California school superintendent Tony Thurmond announces run for governor

California school superintendent Tony Thurmond on Tuesday announced he's running for governor in 2026.

In a social media post, the Democrat wrote: "I didn’t come from money, power, or influence. I'm running for Governor to be a voice for those who need one — because California may be working for millionaires and billionaires but for the rest of California —  we need real change."

Thurmond's announcement was not a huge surprise.

This summer, he said he was "seriously considering" the seat and formed a committee to explore a run.

He's been much more vocal lately as well.

In July, he spoke on behalf of trans students at the conservative Chino Valley Unified School District, where he was ordered to leave. 

He didn't back down and teamed up with the Attorney General to sue the district over its policy to out trans students. 

Thurmond's video talks about how he is different from anyone else running from governor. 

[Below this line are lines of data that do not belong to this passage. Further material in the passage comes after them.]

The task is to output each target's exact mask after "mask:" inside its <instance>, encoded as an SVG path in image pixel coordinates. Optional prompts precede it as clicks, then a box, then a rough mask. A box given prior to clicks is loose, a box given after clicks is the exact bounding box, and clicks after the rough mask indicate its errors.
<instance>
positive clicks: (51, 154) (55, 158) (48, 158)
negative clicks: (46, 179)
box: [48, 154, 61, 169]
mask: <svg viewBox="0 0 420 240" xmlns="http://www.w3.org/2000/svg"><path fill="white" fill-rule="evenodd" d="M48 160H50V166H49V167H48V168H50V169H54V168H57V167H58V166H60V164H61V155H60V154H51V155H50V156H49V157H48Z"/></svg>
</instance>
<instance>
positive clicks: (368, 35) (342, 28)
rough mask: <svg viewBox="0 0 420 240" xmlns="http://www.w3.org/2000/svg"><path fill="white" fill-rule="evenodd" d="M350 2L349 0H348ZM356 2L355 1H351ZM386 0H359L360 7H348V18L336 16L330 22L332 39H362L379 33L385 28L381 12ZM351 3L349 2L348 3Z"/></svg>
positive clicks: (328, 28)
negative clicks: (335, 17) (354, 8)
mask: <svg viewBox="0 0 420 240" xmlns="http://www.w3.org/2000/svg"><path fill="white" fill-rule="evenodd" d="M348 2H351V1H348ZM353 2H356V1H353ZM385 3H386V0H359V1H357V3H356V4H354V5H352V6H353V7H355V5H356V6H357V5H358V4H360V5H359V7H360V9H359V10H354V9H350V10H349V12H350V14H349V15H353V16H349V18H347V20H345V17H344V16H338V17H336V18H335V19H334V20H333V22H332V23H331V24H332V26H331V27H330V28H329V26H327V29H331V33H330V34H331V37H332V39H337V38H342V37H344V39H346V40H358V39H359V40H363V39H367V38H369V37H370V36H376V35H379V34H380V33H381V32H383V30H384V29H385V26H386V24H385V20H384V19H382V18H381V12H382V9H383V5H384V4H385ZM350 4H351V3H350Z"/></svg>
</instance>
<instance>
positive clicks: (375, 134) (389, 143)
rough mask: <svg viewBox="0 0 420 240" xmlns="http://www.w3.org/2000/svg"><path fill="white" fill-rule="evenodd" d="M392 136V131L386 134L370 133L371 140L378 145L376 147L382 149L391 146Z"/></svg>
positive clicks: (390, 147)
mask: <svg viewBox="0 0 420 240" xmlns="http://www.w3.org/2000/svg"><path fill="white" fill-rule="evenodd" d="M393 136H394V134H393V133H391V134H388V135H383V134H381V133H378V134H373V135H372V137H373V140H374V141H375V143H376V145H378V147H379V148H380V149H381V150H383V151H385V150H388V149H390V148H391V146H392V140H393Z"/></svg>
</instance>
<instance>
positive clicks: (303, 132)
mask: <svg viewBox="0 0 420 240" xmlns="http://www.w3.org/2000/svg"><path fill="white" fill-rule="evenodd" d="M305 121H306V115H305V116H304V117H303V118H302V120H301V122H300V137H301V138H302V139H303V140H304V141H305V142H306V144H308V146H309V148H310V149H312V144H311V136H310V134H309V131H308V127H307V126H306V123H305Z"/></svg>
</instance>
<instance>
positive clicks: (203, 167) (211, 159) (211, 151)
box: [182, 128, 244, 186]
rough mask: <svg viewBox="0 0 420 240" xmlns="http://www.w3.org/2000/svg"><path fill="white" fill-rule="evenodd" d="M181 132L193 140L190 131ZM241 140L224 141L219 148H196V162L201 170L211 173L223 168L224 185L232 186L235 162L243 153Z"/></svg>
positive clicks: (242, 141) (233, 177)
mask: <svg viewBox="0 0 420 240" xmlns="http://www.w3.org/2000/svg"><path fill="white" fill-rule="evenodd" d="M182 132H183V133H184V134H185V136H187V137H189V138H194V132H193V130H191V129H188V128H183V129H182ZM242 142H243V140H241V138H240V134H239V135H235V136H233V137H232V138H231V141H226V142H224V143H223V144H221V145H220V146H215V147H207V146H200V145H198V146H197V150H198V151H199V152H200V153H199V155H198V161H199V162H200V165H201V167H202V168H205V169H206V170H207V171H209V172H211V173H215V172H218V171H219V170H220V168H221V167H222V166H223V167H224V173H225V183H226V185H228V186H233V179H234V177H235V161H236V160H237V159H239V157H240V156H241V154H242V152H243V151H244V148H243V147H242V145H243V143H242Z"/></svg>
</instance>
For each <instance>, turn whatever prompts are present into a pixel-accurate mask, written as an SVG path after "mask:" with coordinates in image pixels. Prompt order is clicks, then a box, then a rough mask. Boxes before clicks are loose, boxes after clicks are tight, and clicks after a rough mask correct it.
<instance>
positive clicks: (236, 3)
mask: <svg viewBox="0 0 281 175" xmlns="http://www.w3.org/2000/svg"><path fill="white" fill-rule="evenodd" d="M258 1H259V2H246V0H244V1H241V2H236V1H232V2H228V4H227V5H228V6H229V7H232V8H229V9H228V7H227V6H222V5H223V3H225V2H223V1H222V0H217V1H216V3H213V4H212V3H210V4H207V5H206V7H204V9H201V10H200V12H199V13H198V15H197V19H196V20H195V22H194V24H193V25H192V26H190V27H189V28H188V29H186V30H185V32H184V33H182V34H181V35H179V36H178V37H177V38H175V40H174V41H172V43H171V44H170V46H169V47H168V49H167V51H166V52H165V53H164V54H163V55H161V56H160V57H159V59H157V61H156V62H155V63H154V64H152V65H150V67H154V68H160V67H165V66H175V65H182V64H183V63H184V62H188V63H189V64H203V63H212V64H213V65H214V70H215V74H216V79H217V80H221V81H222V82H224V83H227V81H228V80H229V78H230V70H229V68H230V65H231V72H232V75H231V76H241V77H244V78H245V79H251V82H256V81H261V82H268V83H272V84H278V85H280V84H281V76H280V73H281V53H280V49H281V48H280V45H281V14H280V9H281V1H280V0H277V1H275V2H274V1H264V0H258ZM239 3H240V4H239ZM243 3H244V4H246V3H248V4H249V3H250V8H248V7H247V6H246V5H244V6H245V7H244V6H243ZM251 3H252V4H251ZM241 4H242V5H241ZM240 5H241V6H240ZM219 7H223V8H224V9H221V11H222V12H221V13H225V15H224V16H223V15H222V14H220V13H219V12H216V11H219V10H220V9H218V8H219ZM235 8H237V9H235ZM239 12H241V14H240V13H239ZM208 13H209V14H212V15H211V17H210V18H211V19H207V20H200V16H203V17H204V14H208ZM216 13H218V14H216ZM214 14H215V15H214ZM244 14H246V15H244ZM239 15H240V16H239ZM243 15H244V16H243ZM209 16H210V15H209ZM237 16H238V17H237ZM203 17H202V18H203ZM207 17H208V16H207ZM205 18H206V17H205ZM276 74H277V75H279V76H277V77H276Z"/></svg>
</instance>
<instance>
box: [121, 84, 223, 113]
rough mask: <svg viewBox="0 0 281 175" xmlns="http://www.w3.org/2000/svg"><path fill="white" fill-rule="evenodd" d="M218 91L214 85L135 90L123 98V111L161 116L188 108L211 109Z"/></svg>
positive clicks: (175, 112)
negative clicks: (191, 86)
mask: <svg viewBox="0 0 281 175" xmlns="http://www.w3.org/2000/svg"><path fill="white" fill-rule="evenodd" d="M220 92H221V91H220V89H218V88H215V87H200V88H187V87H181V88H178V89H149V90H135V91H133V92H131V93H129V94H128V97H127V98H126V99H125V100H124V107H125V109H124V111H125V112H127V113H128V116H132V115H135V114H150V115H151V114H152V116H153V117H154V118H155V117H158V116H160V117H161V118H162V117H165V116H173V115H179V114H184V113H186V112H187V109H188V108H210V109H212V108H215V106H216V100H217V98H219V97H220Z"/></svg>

He told a story about how his mother emigrated from Panama and died when he was six. His father left him and his brother after the Vietnam War. He was raised by a cousin and lived in poverty.

In his message, he said he would be a voice for those who need one, including the homeless, low-paid workers and others in need. 

Thurmond joined KTVU for an interview on Tuesday. 

"I have tremendous respect for Gov. Newsom. I think he's been a creative governor and I just think that regardless of his great leadership, our state's in a tough place and it needs to get better," Thurmond said.

Gov. Gavin Newsom is termed out in 2027. 

"We must address homelessness, we must create affordable housing, and we have to address crime and safety in our cities. I've been serving for 15 years and I want to continue my mission."

Thurmond said he wants to address some 10,000 students who are homeless in the State of California, even if it is just through his campaign. Thurmond is calling for more supportive housing units for youth who are on their own. "If we don't support those youths now, they will become homeless adults." 

His plan to build more housing includes streamlining permitting. 

Acknowleging he's still in his current position for three more years, Thurmond said he wants to make it a point that students can read by third grade. "Students who don't learn to read by third grade are more likely to drop out of school," he said. He is currently overseeing a $500 million program to bring reading coaches into schools. 

Lt. Gov. Eleni Kounalakis has also said she wants to run to replace Newsom.